Then to follow the turning until he smelled stables--and there was the inn. I put it in the clearest manner, and never stumbled over a word.

"How the devil am I to remember all that?" he said.

This was rude. We are naturally and properly indignant with any man who is rude to us. But whether we turn our backs on him in contempt, or whether we are merciful and give him a lesson in politeness, depends entirely on the man. He may be a bear, but he may also have his redeeming qualities. This man had redeeming qualities. I cannot positively say that he was either handsome or ugly, young or old, well or ill dressed. But I can speak with certainty to the personal attractions which recommended him to notice. For instance, the tone of his voice was persuasive. (Did you ever read a story, written by one of us, in which we failed to dwell on our hero's voice?) Then, again, his hair was reasonably long. (Are you acquainted with any woman who can endure a man with a cropped head?) Moreover, he was of a good height. (It must be a very tall woman who can feel favorably inclined toward a short man.) Lastly, although his eyes were not more than fairly presentable in form and color, the wretch had in some unaccountable manner become possessed of beautiful eyelashes. They were even better eyelashes than mine. I write quite seriously. There is one woman who is above the common weakness of vanity--and she holds the present pen.

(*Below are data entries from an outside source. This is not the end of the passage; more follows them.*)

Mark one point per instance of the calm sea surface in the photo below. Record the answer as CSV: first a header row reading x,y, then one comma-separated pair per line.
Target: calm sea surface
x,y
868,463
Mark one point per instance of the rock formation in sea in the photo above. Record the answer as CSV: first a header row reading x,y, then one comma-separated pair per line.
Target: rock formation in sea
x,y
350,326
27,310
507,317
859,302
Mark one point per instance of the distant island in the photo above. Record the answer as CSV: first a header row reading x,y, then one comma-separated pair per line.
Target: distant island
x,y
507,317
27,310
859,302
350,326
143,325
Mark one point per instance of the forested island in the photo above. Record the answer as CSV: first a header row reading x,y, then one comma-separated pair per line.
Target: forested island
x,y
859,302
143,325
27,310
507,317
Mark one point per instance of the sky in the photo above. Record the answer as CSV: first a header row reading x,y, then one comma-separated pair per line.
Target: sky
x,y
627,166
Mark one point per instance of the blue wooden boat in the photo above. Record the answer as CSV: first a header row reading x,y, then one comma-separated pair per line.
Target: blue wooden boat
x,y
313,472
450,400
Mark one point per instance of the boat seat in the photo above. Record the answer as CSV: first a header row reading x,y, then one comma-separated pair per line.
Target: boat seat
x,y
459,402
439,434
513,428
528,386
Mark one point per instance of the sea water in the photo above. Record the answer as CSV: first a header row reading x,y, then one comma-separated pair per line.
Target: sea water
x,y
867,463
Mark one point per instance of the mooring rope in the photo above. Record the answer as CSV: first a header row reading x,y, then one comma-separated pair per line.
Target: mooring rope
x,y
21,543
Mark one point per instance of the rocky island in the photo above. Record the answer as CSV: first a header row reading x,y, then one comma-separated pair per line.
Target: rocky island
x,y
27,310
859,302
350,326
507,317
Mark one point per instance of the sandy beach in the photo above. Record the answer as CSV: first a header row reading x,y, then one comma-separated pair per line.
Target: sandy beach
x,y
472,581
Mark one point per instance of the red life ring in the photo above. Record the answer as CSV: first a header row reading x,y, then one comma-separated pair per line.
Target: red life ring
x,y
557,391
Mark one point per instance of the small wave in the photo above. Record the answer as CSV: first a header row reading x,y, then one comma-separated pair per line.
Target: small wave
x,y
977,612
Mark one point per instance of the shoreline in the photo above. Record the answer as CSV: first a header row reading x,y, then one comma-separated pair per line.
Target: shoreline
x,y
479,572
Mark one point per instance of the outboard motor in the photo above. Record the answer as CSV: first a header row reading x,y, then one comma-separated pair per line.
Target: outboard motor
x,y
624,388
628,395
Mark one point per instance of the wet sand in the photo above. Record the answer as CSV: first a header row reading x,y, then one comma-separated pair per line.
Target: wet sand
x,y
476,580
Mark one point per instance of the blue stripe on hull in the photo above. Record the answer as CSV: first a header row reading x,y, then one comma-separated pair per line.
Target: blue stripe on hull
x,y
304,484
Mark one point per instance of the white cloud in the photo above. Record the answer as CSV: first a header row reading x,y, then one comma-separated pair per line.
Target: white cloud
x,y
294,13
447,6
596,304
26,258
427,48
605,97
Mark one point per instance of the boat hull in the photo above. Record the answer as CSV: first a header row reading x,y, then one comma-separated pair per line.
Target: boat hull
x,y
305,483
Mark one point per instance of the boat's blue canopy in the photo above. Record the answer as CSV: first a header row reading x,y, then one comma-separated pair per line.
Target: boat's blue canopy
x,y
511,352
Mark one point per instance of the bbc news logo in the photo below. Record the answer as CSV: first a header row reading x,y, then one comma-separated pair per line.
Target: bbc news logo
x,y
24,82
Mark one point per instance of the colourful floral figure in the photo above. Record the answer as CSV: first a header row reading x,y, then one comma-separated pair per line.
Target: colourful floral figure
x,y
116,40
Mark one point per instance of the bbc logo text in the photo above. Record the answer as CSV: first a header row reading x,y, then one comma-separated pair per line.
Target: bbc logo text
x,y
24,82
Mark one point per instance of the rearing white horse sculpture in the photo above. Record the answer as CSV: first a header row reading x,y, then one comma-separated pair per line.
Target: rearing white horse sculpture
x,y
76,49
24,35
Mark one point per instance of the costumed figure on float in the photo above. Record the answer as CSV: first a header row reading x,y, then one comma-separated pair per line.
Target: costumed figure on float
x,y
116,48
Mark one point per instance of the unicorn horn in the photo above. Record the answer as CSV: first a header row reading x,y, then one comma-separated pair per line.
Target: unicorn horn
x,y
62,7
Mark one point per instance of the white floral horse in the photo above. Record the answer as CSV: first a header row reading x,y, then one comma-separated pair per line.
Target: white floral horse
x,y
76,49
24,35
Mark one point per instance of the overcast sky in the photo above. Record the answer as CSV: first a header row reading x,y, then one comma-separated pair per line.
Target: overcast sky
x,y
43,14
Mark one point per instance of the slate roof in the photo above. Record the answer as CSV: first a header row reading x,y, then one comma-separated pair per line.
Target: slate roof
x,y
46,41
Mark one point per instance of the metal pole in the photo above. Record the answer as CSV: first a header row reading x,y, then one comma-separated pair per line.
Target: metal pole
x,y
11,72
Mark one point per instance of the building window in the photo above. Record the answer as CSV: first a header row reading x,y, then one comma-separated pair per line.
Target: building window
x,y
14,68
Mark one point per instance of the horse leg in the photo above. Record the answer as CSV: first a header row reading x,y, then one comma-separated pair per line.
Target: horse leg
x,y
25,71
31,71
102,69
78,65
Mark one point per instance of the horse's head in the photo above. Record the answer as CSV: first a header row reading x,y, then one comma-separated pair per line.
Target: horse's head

So I gave my lost stranger a lesson in politeness. The lesson took the form of a trap. I asked him if he would like me to show him the way to the inn. He was still annoyed at losing himself. As I had anticipated, he bluntly answered: "Yes."

"When you were a boy, and you wanted something," I said, "did your mother teach you to say 'Please'?"

He positively blushed. "She did," he admitted; "and she taught me to say 'Beg your pardon' when I was rude. I'll say it now: 'Beg your pardon.' "

This curious apology increased my belief in his redeeming qualities. I led the way to the inn. He followed me in silence. No woman who respects herself can endure silence when she is in the company of a man. I made him talk.

"Do you come to us from Ramsgate?" I began. He only nodded his head. "We don't think much of Ramsgate here," I went on. "There is not an old building in the place. And their first Mayor was only elected the other day!"

This point of view seemed to be new to him. He made no attempt to dispute it; he only looked around him, and said: "Sandwich is a melancholy place, miss." He was so rapidly improving in politeness, that I encouraged him by a smile.